Attorney General Richard Blumenthal today called on federal authorities to block payment of $100 million in bonuses to AIG employees and bar any company owing bailout funds from paying bonuses until taxpayers are repaid.

State Sen. Bob Duff, D-Norwalk, and State Rep. Ryan Barry, D-Manchester, co-chairs of the General Assembly's Banks Committee, joined Blumenthal's letter to Special Master Kenneth Feinberg, who has jurisdiction over executive compensation at bailed out companies.

"I am writing to urge you to prohibit AIG from paying $100 million in employee bonuses," Blumenthal said. "AIG still reportedly owes federal taxpayers $124 billion -- and should therefore be barred from company from paying a penny of bonus until it repays its massive loan.

"I urge your office and federal authorities to extend the same policy to all companies owing bailout moneys, prohibiting employee bonuses until taxpayers recover their money.

"The AIG retention bonuses are a slap in the face to the hard-working taxpayers who saved AIG through bailout loans and stock purchases. Without taxpayer bailout funds, AIG would have failed or been sold to a third party -- rendering these bonuses worthless. A 'giveback' of $20 million while taking $100 million is meaningless, a continuing sign that AIG and other investment companies simply do not care about Main Street businesses and taxpayers.
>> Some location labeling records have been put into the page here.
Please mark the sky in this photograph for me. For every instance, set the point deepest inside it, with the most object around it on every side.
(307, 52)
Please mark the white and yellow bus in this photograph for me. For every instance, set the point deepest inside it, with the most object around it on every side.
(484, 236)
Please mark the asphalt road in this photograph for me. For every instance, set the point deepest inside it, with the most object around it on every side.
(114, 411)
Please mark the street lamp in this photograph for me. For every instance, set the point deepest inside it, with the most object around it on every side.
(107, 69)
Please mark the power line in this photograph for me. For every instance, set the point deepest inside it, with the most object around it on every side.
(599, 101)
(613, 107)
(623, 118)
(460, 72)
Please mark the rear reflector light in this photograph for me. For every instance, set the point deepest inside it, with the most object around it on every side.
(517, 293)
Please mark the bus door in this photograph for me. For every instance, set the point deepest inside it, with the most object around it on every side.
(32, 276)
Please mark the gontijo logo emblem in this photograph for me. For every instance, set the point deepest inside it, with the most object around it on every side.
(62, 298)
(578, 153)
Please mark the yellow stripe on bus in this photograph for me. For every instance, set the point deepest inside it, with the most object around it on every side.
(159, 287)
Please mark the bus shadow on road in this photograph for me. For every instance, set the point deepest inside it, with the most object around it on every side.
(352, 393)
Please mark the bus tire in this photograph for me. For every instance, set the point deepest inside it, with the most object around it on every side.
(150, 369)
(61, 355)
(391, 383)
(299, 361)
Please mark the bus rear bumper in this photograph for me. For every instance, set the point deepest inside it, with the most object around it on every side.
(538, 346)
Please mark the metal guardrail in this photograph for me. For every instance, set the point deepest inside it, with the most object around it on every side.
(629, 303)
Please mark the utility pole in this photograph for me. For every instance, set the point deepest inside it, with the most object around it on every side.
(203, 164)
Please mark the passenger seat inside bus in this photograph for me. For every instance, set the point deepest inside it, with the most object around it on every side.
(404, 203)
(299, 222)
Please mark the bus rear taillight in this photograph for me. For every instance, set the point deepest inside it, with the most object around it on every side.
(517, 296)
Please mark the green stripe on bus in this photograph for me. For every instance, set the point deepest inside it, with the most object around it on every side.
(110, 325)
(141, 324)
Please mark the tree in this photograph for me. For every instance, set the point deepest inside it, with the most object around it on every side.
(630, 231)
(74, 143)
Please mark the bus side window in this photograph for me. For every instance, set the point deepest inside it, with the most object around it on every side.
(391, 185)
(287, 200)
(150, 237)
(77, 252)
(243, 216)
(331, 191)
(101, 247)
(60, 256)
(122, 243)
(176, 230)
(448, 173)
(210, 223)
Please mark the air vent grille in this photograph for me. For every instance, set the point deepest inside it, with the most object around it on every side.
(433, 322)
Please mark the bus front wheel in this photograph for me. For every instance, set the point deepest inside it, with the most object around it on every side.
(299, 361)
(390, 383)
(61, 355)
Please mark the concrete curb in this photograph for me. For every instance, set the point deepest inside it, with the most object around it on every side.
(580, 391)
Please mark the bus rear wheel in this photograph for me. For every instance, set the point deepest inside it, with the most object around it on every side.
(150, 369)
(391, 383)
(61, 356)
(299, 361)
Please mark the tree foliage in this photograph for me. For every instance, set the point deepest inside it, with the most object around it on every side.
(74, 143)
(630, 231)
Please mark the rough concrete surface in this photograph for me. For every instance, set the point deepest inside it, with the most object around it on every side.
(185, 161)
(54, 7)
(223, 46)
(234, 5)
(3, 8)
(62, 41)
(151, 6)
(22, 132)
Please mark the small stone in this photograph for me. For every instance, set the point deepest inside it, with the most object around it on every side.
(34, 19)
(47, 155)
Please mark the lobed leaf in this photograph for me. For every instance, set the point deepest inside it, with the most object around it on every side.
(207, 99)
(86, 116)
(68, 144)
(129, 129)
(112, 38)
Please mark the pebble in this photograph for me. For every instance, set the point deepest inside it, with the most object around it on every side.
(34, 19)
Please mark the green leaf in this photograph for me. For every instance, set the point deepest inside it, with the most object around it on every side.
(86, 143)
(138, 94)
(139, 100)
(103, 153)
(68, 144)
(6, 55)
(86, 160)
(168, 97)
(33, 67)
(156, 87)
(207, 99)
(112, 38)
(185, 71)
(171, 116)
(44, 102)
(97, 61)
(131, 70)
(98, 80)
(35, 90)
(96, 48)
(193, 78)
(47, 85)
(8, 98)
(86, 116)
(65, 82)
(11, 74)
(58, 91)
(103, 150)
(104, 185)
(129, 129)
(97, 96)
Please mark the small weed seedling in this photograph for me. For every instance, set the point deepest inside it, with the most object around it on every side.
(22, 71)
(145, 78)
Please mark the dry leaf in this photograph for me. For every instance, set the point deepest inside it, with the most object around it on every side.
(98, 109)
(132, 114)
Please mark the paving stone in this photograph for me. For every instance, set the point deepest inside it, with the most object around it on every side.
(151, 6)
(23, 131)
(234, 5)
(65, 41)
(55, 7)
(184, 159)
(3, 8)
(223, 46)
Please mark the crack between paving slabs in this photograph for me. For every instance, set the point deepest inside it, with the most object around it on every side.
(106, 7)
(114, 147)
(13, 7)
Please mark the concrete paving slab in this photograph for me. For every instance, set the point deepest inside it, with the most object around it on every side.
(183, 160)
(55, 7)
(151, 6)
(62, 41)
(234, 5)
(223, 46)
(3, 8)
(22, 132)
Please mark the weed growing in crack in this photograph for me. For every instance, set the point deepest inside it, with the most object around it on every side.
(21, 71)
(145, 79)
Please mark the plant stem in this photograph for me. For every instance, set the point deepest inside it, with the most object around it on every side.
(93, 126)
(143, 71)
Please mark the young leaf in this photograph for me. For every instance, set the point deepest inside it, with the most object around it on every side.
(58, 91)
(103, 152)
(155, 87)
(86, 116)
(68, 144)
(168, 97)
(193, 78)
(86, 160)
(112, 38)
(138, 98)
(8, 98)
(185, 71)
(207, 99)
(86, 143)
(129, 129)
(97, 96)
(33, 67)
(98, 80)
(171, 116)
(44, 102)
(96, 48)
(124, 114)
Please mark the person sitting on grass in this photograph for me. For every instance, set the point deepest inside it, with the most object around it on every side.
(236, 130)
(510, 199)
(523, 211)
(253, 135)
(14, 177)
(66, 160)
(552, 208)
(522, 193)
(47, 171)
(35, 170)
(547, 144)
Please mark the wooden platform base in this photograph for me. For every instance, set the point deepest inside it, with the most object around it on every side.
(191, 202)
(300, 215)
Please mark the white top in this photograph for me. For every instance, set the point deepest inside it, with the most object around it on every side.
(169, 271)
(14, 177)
This arrogance should not be rewarded, and the retention bonuses should not be awarded.

"These huge windfalls for select employees while the company remains deeply in debt to taxpayers are outrageous and unacceptable and must stop."

Blumenthal said Feinberg should disregard any claim by AIG that Connecticut law prevents AIG from revising or canceling the bonuses. He said that his office studied the claim last year and found it false.

"Please be advised that any claim by AIG that Connecticut law prevents the company from reducing or eliminating these bonuses is bogus and patently false," Blumenthal said. "The company made just such an argument last year in an attempt to justify these unjustifiable payments. My office exhaustively reviewed Connecticut law, concluding that no state statute blocks reduction or elimination of these payments."